Scotland has accused the British government ministers of “bullying” Edinburgh over a planned independence referendum later this year.
In a letter to UK Prime Minister David Cameron on Saturday, Scotland’s First Minister Alex Salmond urged him to distance himself from recent “astonishing” claims reportedly made by a coalition colleague.
This came after a senior coalition source said in Friday’s Herald newspaper that a Yes vote in September’s referendum would not automatically mean Scotland becomes independent.
The First Minister said the comments run counter to the 2012 Edinburgh agreement between the British and Scottish governments, which laid out terms for the referendum on independence.
“I urge you to distance yourself from this position as quickly, and as publicly as possible. Failure to do so will be interpreted, at best, as complicity, and, at worst, endorsement of this deeply anti-democratic position,” Salmond wrote to Cameron.
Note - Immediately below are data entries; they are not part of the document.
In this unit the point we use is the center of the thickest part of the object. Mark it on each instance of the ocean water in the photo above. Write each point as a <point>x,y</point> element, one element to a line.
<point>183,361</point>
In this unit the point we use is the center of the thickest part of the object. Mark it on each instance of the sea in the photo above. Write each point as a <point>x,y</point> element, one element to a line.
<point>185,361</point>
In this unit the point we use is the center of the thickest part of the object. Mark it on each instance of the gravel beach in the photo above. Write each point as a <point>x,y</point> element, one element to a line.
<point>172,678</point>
Addressing business leaders in the Scottish city of Aberdeen on Monday, the Scottish National Party (SNP) leader is also expected to reject British Chancellor George Osborne’s recent “ill- thought-out and misinformed” speech on currency union.
Earlier this week, Osborne ruled out the possibility of a currency union with the rest of the UK if Scots vote for independence in the upcoming referendum.
Scottish Deputy First Minister Nicola Sturgeon announced in November last year that Scotland will have its independence day on 24 March, 2016 if Scottish people vote to break away from the UK in a referendum on 18 September, 2014.
The independence referendum could result in Scotland’s break-up from the United Kingdom after more than 300 years of political union.